No entanto, diferente de Rico, Ricky Turner vive uma realidade de trabalho mais cruel pois é fisicamente, além de psicologicamente, submetido a alcançar resultados de desempenho cada vez mais arriscados, enquanto tem que pagar por desvios definidos pela programação automática da ‘arma’ – cujo preço, descobrimos sentados no hospital, é 1000 libras.

Há no filme muitos possibilidades de interpretação e desenvolvimento, por exemplo a relação familiar e como ela se desgasta, a relação pai-filho conflituosa e que se torna violenta (o trabalho aparece então como violência, pois fonte de violência, uma brutalidade insidiosa e primitiva), a cena simbólica e bonita de Liza devolvendo a chave escondida no urso de pelúcia, enfim, o fim da família descrito na pichação em escracho de Seb, etc. Mas o que gostaria de analisar com alguns detalhes são as cenas finais do filme. Momento em que, na manhã seguinte ao hospital, Ricky acorda, deixa um bilhete e às 6:30 da manhã, decide ir ao trabalho.

O filme é, desde as primeiras cenas, ou antes, desde as primeiras frases, fonte de simbolismos cujas imagens remetem à a algo como uma ilusão ou algo como uma promessa: que o trabalhador supere sua posição de força de trabalho e se torne algo como um autônomo, um chefe de si mesmo, um franqueado, ou seja, a promessa da independência do labor, do tripalium.
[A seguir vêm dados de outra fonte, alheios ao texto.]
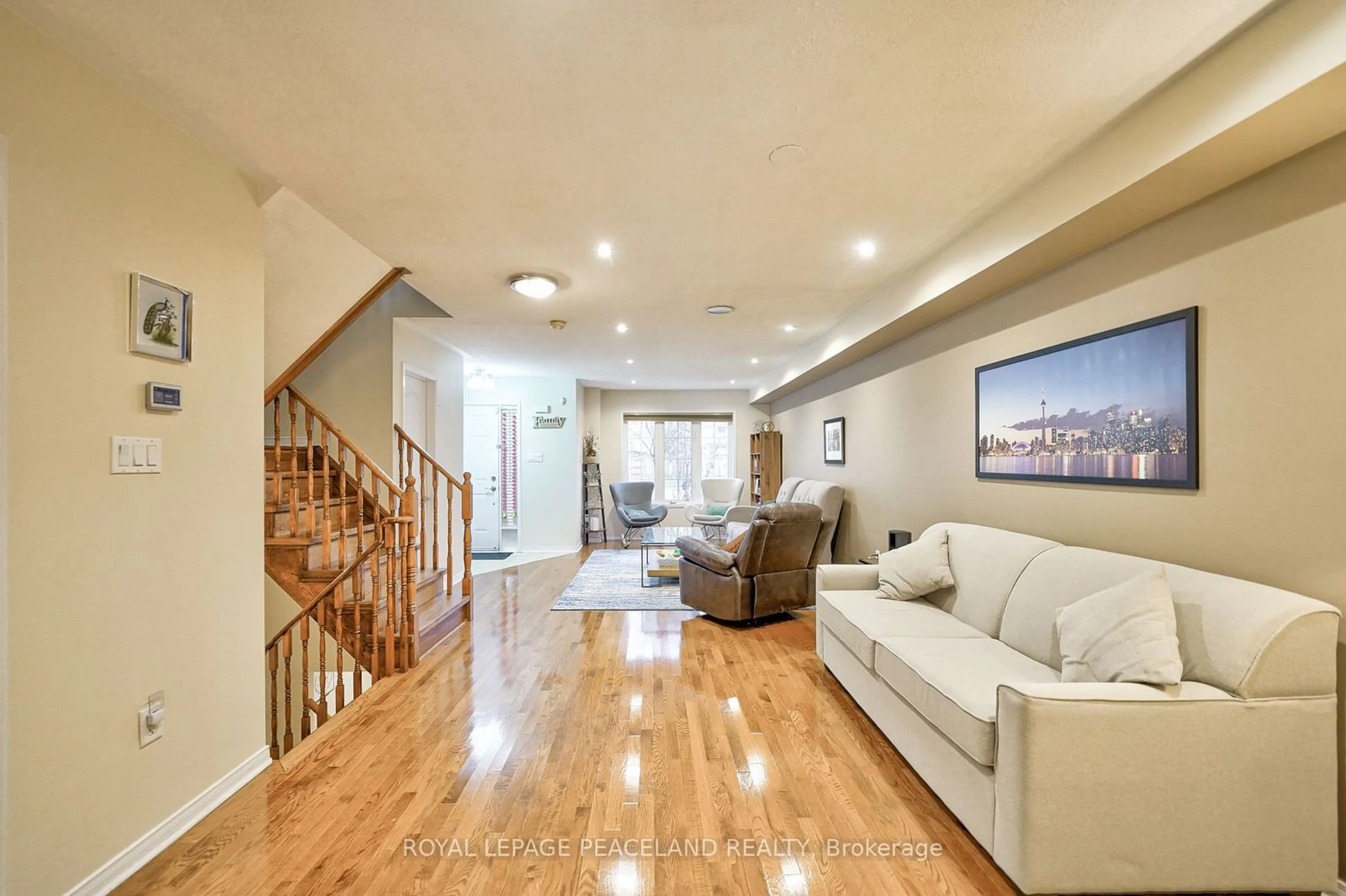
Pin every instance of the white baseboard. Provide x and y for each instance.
(162, 836)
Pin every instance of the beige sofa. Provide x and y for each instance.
(827, 496)
(1227, 782)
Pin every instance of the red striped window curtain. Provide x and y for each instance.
(509, 466)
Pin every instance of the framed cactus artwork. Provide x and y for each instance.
(161, 319)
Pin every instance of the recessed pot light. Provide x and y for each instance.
(532, 286)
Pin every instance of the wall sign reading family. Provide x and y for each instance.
(161, 319)
(1116, 408)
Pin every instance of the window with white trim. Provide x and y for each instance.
(676, 453)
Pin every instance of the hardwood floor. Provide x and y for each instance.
(548, 730)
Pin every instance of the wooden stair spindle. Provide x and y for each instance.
(272, 664)
(303, 679)
(286, 650)
(294, 469)
(391, 610)
(411, 532)
(341, 470)
(322, 663)
(468, 539)
(373, 605)
(278, 488)
(309, 451)
(434, 505)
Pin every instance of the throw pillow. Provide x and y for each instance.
(916, 570)
(1126, 633)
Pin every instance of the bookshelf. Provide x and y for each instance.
(765, 466)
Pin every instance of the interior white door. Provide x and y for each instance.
(482, 459)
(418, 409)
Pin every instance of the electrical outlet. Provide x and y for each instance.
(150, 719)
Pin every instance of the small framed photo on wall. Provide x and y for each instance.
(834, 442)
(161, 319)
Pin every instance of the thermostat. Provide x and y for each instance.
(162, 396)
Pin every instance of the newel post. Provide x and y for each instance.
(412, 529)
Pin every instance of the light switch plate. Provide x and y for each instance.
(135, 455)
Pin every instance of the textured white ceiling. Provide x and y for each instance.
(478, 139)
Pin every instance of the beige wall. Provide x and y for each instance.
(315, 272)
(616, 403)
(1264, 264)
(123, 586)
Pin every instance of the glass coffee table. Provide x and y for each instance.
(659, 559)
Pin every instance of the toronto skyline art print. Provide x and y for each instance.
(1118, 408)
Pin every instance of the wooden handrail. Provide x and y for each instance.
(325, 341)
(429, 458)
(412, 458)
(326, 592)
(342, 438)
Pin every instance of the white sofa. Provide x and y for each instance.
(1227, 782)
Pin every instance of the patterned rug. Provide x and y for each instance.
(612, 581)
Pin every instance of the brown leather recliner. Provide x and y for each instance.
(773, 571)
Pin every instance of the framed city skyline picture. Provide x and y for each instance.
(1115, 408)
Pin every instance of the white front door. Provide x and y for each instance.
(419, 409)
(482, 459)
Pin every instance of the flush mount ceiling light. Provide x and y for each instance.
(532, 286)
(481, 380)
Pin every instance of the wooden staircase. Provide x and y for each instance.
(365, 557)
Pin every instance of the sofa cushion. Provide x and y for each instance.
(952, 683)
(917, 570)
(1126, 633)
(858, 618)
(1057, 579)
(986, 564)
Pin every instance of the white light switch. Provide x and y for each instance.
(134, 455)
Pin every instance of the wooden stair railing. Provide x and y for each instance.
(414, 461)
(329, 609)
(344, 539)
(325, 341)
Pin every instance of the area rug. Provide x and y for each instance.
(612, 581)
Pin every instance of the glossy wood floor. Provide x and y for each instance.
(542, 730)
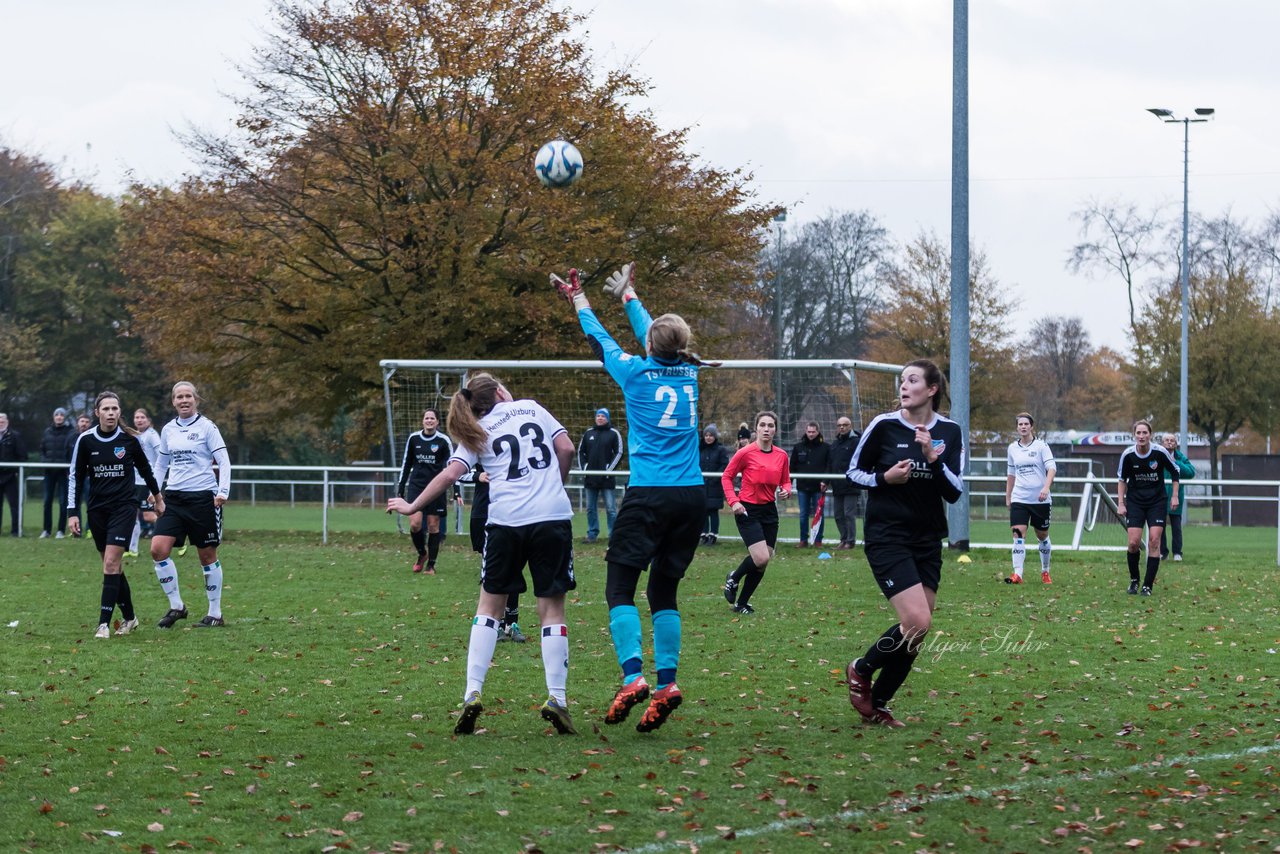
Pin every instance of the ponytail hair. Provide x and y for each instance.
(113, 396)
(467, 406)
(671, 339)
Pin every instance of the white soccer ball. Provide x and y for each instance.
(558, 164)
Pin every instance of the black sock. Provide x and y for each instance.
(1152, 567)
(745, 567)
(126, 599)
(749, 584)
(892, 676)
(110, 594)
(881, 652)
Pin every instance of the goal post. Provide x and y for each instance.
(798, 389)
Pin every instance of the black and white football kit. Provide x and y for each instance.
(109, 461)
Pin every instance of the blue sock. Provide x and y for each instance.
(625, 628)
(666, 645)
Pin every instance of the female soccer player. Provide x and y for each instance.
(662, 512)
(425, 455)
(712, 456)
(108, 457)
(910, 462)
(191, 447)
(1141, 501)
(1031, 475)
(764, 471)
(528, 455)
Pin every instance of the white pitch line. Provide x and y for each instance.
(904, 803)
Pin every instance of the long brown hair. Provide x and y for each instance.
(104, 396)
(467, 406)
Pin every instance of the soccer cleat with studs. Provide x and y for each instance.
(172, 616)
(471, 708)
(859, 692)
(663, 703)
(557, 716)
(730, 588)
(627, 697)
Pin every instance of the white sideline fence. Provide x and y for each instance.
(357, 485)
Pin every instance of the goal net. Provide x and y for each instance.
(799, 391)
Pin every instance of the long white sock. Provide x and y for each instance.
(484, 640)
(168, 574)
(214, 588)
(556, 660)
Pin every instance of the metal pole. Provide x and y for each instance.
(1182, 391)
(958, 514)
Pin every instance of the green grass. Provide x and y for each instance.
(323, 715)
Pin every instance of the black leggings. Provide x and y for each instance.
(620, 588)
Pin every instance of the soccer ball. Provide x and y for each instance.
(558, 164)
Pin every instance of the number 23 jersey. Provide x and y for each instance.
(519, 455)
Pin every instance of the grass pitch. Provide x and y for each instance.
(321, 716)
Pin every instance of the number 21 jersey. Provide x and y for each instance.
(519, 455)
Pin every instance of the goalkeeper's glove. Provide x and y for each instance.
(621, 283)
(571, 290)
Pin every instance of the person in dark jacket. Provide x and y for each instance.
(712, 456)
(600, 450)
(12, 450)
(812, 456)
(846, 496)
(53, 448)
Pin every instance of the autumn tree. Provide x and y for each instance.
(824, 284)
(917, 323)
(1233, 364)
(380, 202)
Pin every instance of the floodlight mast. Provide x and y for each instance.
(1168, 117)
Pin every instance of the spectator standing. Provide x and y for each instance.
(599, 450)
(12, 450)
(53, 448)
(812, 456)
(845, 493)
(712, 456)
(1175, 508)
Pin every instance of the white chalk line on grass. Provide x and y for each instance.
(981, 794)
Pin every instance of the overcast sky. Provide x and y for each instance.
(832, 105)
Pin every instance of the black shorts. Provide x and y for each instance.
(1148, 515)
(113, 525)
(547, 548)
(142, 494)
(899, 566)
(658, 528)
(191, 515)
(438, 507)
(1036, 515)
(759, 524)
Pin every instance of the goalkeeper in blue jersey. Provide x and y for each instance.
(661, 519)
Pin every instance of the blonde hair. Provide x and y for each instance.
(671, 338)
(467, 406)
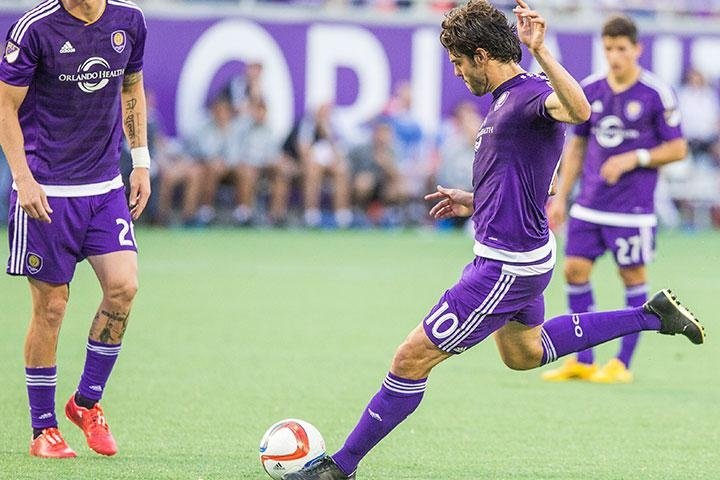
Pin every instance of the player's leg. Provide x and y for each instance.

Ao contrário, o absurdo das últimas cenas deixa claro a tese pela qual transbordam os símbolos no filme: Ricky aprofundou-se em dependência não apenas por precisar de dinheiro para sobreviver, mas por que se não trabalhar ele deve pagar ao chefe, se a sua performance não for satisfatória também deve pagar – mesmo que seja pegando uma rota menos lucrativa, e no limite, se as informações e as análises retornadas pela ‘arma’ forem insatisfatórias, Ricky deve pagar perdendo o emprego. De qualquer forma, Ricky se encontra em um estado de dependência, e vai ao trabalho nas últimas cenas como se um viciado em heroína buscasse uma dose de redenção – sabendo que essa será o seu fim.

“Don’t be angry Abby I’ll be fine” Sorry we missed you, 2019

Um outro momento em que essa relação de dependência se mostrou evidente está presente na imagem acima, em que o bilhete destinado a sua esposa é escrito na ficha da empresa em caso de ausência do destinatário. Aqui fica claro, o ‘chefe de si mesmo’ funciona para o trabalhador somente na medida em que é possível mercantilizar o que ainda existia intocado. O destinatário que antes era todo e qualquer estranho-cliente cujo encontro era guiado por um aplicativo transplanta-se às relações cotidianas, e a lógica da empresa se sobrepõe à lógica da vida. É nesse momento que Ricky desaparece por completo, também a própria dependência desaparece pois reduz-se ao absurdo – sorry we missed you.

Depois, Ricky na van, Seb seguindo-o, Ricky justifica-se dizendo que 6 meses dali tudo estaria bem, Abby, em seguida de Lizy. Há esse movimento em torno da ruptura da família, como se acabássemos de presenciar uma despedida. É bem possível dizer que o filme é tão escatológico porque tem como principal alguém como Ricky e não Abby, por exemplo, que chega a agradecer a sua paciente idosa sábado à noite por requerer seus cuidados. O próprio Seb é uma figura tal que não reflete a decadência do pai, porque sabe de si, não se deixa guiar, é de sobremaneira insubmisso, sofra o que vier. Lizy também, roubando as chaves. Enfim, a separação familiar parece também caracterizar essa cisão em torno de algo como um esforço ou uma tendência à práticas de contra-conduta. De um lado temos então, Ricky e toda a tragédia de sua submissão; de outro, simbolizada pelos outros na família, tem-se a esperança (mais numerosa e mais sustentável) de explosões micro-corpusculares que fazem nascer outros mundos.